Postby mooresmsr » Sun Apr 07, 2013 8:48 pm

bdub,

you listed some hardware recommends, and I have a couple of preliminary questions, before I start in-depth looking.

1. My last build (yes, it was a long time ago) used an Asus motherboard, and while it went downlevel quickly, I really haven't had any complaint with it. I see a lot of articles about Gigabyte, and not so many about Asus. What's the current feeling (or at least yours) on choosing Gig over Asus?

2. You recommended Mushkin memory. I thought Crucial was the gold standard. Is Mushkin better today, or was that a price decision, or has memory become a commodity?
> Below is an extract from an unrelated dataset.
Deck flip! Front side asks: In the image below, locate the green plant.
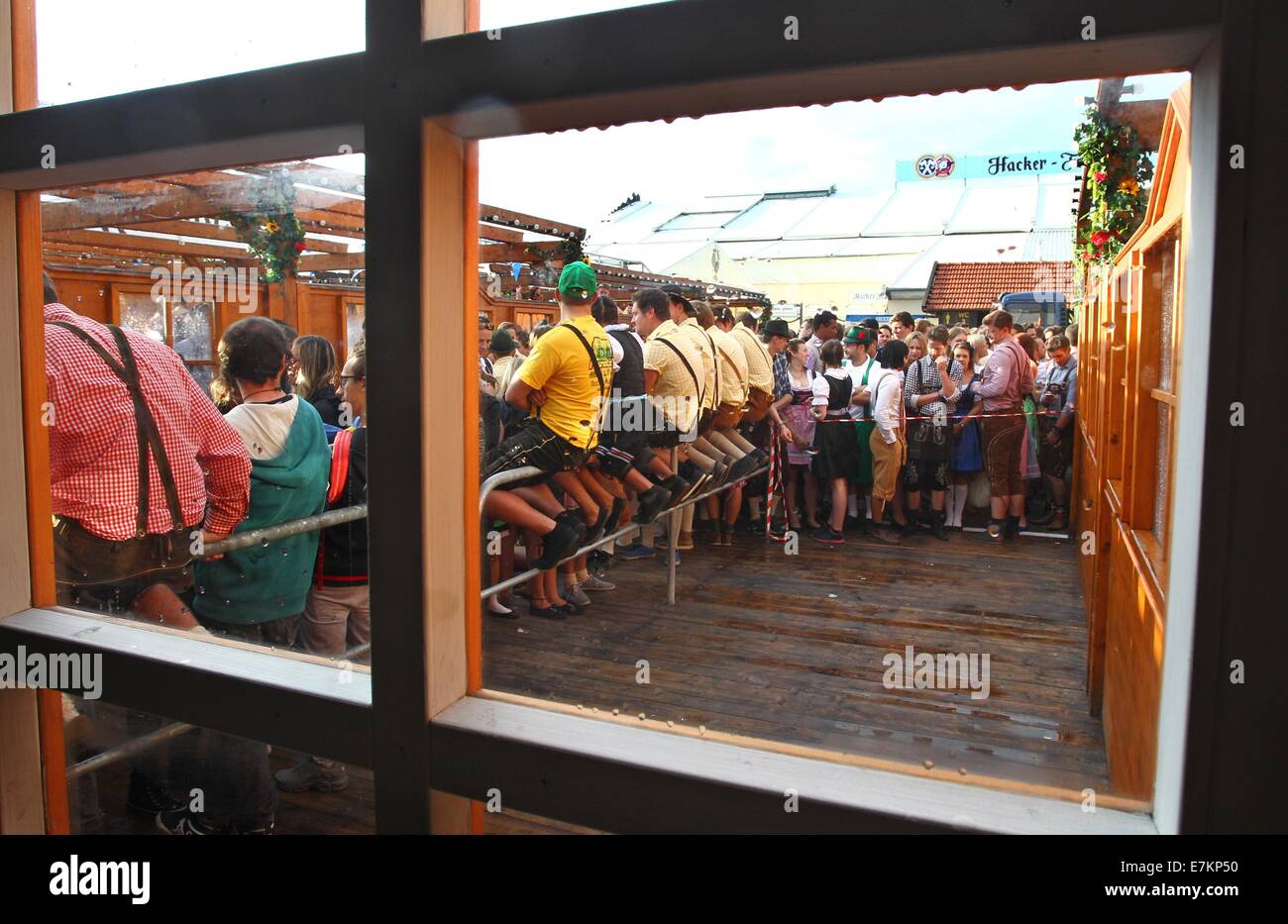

3. Video card -- same as number 1 -- I used an Nvidia board for a long time (till the fan gave out, and I found out that nobody sells AGP stuff anymore- well, almost nobody). I was happy with the Nvidia. The little looking I did do makes me think the motherboard manufacturers have taken the technology and tweaked it for their own use and name -- hence the Radeon board with Gigabyte name. It looks like Asus does the same thing, but with Nvidia. Is there a noticeable difference for semi-vanilla users like me, or is Radeon technology the go-to group today?

Still waiting for Amazon to deliver the Mueller book, but looking forward to it.


Thanks for the forum info, evasive. Any great reason there isn't tons of activity here right now? I remember in 2003, I'd make a post and check back in a day or two, and it would have been shoved down to page 2, 3, or 4.